On TV and online, sensational headlines grab our attention: “You’ll Be Shocked What Happened Next!” or “17 Secrets Cruise Ship Workers Don’t Want You to Know.” These clickbait headlines work because we want to satisfy our curiosity, so we watch, or click.
But that inquisitiveness can also be used to make better decisions. Piquing curiosity steers individuals toward healthier and smarter choices, such as taking the stairs instead of the elevator, or watching an educational film, according to a study presented this month at the annual convention of the American Psychological Association.
“There are many things we know we should be doing, but temptation gets in the way,” says study coauthor Evan Polman, an assistant professor of marketing at the University of Wisconsin-Madison. “Curiosity is a very powerful force” that can help us overcome those short-term temptations, he says.
Polman and colleagues conducted four experiments on how curiosity might affect decision-making.
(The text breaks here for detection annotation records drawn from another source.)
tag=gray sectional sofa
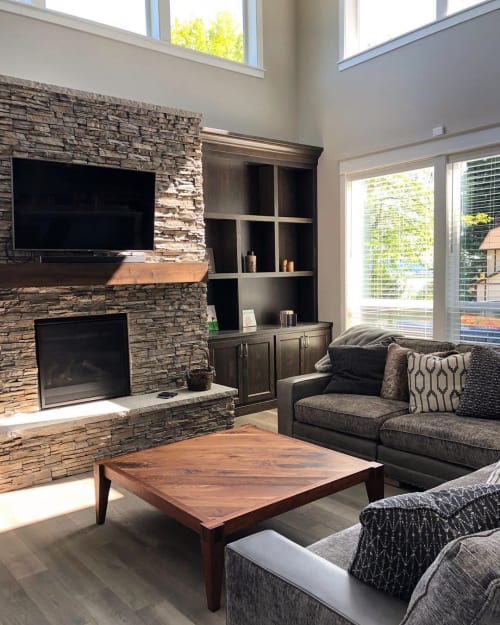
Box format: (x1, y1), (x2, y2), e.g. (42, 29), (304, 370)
(226, 465), (500, 625)
(278, 326), (500, 488)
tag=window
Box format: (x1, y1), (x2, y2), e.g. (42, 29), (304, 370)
(347, 167), (434, 336)
(8, 0), (260, 67)
(339, 0), (494, 69)
(449, 155), (500, 343)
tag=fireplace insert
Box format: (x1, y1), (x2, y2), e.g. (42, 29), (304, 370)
(35, 314), (130, 409)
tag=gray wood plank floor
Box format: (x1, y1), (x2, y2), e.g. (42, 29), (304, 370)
(0, 410), (401, 625)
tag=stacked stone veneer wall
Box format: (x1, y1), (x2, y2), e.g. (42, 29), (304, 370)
(0, 391), (234, 492)
(0, 76), (206, 417)
(0, 284), (206, 416)
(0, 76), (204, 262)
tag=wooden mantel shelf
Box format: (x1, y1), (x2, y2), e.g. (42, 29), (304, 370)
(0, 262), (208, 289)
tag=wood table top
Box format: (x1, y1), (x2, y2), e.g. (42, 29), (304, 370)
(97, 425), (381, 531)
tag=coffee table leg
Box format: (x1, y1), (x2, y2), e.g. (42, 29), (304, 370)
(94, 464), (111, 525)
(200, 525), (224, 612)
(365, 465), (384, 502)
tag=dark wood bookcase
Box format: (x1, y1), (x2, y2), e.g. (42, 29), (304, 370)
(202, 128), (331, 413)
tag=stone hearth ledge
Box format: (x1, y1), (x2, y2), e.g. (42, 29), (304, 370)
(0, 384), (238, 492)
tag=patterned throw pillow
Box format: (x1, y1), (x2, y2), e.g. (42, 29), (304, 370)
(408, 352), (471, 412)
(349, 484), (500, 601)
(380, 339), (458, 401)
(457, 345), (500, 419)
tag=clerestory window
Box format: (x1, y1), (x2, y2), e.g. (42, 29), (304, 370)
(7, 0), (260, 67)
(339, 0), (500, 69)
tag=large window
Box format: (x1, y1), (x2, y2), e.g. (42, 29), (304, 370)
(340, 0), (498, 69)
(346, 150), (500, 344)
(449, 155), (500, 343)
(9, 0), (260, 66)
(347, 167), (434, 336)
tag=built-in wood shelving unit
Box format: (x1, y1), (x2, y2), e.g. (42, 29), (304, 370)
(0, 262), (208, 289)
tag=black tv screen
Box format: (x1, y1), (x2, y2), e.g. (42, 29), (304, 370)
(12, 158), (155, 251)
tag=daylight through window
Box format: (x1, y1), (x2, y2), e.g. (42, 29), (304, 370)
(10, 0), (260, 66)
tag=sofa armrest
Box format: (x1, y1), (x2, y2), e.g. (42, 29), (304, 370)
(277, 373), (331, 436)
(226, 530), (407, 625)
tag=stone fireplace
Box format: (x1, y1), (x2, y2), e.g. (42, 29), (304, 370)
(35, 313), (130, 408)
(0, 76), (233, 491)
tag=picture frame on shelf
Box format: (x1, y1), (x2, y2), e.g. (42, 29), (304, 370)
(241, 308), (257, 329)
(207, 304), (219, 332)
(205, 247), (215, 273)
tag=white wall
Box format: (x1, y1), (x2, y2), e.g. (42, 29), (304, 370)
(0, 0), (297, 140)
(297, 0), (500, 333)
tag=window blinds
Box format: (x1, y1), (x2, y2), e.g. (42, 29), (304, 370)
(347, 167), (434, 337)
(449, 155), (500, 343)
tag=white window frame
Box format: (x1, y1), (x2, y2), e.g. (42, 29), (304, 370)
(0, 0), (266, 78)
(339, 125), (500, 340)
(337, 0), (500, 71)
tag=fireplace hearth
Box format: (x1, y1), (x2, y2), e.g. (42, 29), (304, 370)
(35, 314), (130, 409)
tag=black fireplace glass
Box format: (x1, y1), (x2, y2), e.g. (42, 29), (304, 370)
(35, 314), (130, 409)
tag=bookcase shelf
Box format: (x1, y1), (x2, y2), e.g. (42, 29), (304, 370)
(202, 129), (321, 331)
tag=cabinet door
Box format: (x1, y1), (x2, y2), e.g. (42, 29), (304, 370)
(303, 328), (331, 373)
(210, 339), (244, 405)
(276, 332), (304, 380)
(243, 336), (275, 403)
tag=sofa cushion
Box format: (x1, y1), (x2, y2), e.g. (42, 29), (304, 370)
(380, 343), (411, 401)
(295, 393), (408, 440)
(314, 323), (402, 373)
(486, 460), (500, 484)
(323, 343), (387, 395)
(380, 412), (500, 469)
(349, 484), (500, 600)
(408, 351), (470, 412)
(457, 345), (500, 419)
(401, 529), (500, 625)
(307, 523), (361, 571)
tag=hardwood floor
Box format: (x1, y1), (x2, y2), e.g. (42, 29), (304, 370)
(0, 410), (401, 625)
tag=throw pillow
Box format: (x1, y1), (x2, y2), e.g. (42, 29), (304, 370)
(323, 344), (387, 395)
(401, 529), (500, 625)
(349, 484), (500, 601)
(457, 345), (500, 419)
(380, 343), (458, 401)
(314, 323), (401, 373)
(408, 352), (470, 412)
(486, 460), (500, 484)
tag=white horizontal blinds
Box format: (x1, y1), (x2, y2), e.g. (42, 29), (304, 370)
(450, 155), (500, 343)
(347, 167), (434, 336)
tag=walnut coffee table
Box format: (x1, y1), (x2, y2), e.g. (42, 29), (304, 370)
(94, 425), (384, 611)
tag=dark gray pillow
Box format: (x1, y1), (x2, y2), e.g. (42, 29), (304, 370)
(323, 343), (387, 395)
(401, 529), (500, 625)
(349, 484), (500, 601)
(457, 345), (500, 419)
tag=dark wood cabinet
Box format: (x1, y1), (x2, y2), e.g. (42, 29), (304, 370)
(209, 335), (275, 405)
(202, 129), (322, 331)
(208, 322), (332, 414)
(202, 129), (332, 414)
(276, 328), (331, 380)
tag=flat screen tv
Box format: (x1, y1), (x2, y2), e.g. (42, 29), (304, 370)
(12, 158), (155, 251)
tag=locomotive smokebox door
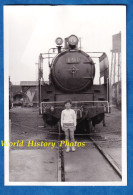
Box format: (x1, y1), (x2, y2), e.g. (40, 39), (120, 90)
(51, 50), (95, 92)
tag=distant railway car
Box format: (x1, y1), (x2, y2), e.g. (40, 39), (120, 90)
(39, 35), (109, 131)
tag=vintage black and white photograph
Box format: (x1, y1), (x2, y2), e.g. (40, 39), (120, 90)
(4, 5), (127, 186)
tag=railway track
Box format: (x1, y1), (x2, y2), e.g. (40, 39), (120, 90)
(55, 126), (122, 182)
(10, 111), (122, 182)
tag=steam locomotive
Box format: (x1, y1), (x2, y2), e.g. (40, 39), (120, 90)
(39, 35), (109, 131)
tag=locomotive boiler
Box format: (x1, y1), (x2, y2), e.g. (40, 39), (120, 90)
(39, 35), (109, 131)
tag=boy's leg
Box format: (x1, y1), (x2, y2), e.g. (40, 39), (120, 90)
(65, 129), (70, 152)
(70, 129), (75, 152)
(70, 131), (75, 142)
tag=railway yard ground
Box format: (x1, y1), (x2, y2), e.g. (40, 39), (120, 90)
(9, 107), (122, 182)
In the laboratory, they asked volunteers to pick between a plain fortune cookie and one dipped in chocolate and sprinkles. Eighty percent of participants opted for the latter, until the researchers informed them that the fortune inside the plain cookie disclosed a personal detail the team knew about the volunteer. Eager to find out what the researchers knew, now 71 percent of the participants reached for the plain cookie.
Another group of volunteers was asked to watch a magic trick, and then choose between watching a “dull, but educational” film clip or an “empty, but highly entertaining” clip. Once again, the majority chose the fun, indulgent option, unless they were given the option to learn the secret of the magic trick if they watched the educational clip. Their curiosity stoked, the majority opted for the educational option.
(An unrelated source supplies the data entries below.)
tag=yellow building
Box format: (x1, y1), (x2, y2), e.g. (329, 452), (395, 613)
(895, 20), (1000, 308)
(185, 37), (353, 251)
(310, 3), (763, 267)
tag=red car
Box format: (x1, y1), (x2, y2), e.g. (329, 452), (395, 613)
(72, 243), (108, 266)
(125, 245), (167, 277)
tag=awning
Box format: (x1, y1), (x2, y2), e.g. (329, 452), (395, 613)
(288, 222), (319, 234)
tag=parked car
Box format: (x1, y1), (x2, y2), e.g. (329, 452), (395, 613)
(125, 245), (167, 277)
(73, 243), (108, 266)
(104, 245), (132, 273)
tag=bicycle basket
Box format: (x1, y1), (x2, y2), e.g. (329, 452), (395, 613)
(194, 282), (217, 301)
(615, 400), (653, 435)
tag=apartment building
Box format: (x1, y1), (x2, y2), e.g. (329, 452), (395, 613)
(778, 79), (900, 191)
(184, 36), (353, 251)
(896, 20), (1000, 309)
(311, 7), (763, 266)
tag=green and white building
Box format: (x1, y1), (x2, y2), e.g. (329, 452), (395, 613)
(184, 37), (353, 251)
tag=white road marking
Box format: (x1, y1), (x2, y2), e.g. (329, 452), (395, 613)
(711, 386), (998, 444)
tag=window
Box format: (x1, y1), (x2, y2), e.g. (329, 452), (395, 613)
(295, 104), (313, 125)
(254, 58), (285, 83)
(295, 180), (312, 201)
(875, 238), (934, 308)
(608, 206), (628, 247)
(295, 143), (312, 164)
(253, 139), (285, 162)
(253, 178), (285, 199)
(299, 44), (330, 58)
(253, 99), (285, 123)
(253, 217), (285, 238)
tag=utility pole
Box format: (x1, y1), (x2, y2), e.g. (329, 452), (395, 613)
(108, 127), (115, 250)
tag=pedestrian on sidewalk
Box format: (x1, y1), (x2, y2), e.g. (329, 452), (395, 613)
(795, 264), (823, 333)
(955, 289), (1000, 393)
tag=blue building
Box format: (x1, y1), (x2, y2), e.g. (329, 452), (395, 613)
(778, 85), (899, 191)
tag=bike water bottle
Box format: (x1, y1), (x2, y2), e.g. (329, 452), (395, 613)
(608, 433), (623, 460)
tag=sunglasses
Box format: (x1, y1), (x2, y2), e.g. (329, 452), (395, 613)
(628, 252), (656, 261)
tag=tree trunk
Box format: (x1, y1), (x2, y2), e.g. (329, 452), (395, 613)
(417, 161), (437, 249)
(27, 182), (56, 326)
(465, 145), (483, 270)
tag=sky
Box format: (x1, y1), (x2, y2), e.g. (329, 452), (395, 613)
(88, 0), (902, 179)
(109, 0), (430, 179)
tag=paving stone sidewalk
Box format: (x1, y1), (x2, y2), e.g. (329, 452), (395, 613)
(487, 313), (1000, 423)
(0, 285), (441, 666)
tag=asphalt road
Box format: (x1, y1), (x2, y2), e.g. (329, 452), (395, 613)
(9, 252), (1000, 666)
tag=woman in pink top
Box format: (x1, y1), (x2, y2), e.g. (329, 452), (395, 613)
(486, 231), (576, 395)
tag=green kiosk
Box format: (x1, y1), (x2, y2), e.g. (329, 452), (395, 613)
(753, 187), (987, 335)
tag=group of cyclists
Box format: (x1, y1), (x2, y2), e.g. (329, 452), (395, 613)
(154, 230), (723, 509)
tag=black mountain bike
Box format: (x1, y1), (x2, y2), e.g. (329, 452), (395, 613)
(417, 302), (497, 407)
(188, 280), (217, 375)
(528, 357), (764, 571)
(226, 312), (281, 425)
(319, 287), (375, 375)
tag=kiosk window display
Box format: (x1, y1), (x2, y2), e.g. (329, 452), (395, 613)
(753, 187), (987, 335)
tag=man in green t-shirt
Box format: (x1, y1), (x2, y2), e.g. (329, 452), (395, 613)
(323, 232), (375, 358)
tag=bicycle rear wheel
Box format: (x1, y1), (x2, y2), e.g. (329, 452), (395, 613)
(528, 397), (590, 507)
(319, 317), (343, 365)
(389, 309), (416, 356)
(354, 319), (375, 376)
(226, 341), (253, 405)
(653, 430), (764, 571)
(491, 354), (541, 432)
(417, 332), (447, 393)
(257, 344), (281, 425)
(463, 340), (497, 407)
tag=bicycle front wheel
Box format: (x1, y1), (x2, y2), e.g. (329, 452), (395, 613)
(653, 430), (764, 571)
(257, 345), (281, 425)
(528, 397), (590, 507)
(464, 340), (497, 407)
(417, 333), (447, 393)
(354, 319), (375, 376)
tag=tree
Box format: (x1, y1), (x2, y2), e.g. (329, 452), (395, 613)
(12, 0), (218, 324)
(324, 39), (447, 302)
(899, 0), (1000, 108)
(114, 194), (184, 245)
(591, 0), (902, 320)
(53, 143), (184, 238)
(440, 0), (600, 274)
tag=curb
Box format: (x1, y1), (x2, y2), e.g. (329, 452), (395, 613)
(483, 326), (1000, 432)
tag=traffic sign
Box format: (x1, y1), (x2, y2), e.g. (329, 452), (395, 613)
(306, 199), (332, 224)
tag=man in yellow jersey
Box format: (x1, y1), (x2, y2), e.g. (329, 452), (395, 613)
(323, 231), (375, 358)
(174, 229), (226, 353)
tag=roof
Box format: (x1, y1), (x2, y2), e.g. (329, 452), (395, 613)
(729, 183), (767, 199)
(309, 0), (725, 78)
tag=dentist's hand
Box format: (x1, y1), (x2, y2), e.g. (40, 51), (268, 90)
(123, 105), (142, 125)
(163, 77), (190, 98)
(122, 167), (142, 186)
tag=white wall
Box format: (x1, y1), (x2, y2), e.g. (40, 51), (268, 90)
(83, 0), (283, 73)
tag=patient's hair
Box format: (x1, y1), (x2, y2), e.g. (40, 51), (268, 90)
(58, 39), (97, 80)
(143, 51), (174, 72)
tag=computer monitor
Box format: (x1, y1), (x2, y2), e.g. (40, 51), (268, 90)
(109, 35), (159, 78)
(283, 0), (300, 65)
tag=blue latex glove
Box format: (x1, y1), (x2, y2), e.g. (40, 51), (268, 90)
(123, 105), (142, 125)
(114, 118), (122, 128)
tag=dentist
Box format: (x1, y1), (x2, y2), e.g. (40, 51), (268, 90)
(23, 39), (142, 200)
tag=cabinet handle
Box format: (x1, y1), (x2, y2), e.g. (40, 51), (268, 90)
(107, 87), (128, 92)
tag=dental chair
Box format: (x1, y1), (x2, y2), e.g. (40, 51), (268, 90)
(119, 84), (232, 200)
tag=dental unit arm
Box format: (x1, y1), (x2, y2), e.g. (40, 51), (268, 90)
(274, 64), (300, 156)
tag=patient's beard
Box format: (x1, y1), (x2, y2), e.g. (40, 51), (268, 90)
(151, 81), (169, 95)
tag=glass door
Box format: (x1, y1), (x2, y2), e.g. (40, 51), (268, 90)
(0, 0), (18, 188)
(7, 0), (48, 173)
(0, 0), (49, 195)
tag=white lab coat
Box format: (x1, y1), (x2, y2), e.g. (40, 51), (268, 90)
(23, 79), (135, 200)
Next, the team showed that curiosity encourages people to make healthier decisions in everyday life. They increased the use of stairs in a building by 9.8 percent by posting trivia questions near the elevators and promising answers in the stairwell. And they increased fruit and vegetable purchases at a grocery store by 10 percent by putting placards with jokes near the produce and printing the punch lines on bag closures.
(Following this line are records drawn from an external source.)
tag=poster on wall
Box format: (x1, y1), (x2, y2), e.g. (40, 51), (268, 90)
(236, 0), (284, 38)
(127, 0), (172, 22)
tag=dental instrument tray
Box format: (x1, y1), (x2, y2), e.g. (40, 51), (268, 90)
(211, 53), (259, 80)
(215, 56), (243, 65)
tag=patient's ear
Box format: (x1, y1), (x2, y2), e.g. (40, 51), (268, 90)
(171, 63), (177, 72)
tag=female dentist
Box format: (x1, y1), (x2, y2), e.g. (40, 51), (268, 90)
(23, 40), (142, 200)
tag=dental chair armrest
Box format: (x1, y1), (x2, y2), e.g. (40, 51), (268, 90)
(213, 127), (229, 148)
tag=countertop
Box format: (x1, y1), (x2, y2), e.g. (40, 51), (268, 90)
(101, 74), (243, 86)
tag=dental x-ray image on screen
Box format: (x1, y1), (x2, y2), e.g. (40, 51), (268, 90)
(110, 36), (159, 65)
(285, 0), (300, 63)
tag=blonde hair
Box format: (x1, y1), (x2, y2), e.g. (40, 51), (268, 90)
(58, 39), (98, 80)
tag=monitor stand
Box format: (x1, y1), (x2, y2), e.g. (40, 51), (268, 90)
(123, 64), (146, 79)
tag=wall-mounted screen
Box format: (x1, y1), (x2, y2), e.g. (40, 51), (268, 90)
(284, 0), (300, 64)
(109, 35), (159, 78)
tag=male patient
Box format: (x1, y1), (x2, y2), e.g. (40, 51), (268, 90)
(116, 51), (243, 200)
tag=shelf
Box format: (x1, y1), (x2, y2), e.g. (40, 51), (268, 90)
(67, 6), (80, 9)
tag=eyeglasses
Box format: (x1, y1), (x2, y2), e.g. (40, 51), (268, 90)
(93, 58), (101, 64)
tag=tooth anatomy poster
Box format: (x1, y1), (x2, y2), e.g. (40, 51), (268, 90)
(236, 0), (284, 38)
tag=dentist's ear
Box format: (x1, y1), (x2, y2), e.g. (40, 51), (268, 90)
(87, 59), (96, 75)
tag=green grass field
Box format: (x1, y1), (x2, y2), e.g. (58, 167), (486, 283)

The study did not measure whether exploiting curiosity will work over a long period of time — would you keep gravitating toward cucumbers to read a joke, or would you get bored with the gimmick? But Polman suspects it would be possible to keep people’s curiosity engaged by changing the content or type of activity used to provoke it.
Polman admits marketers and the media can use curiosity to nudge consumers toward negative choices, as with clickbait. But when used in the right way, appealing to our natural inquisitiveness might help us choose what we should do, rather than what we want to do.
So, what do you call a boomerang that does not come back? Go take a walk around the block (no cheating!) and get back to me.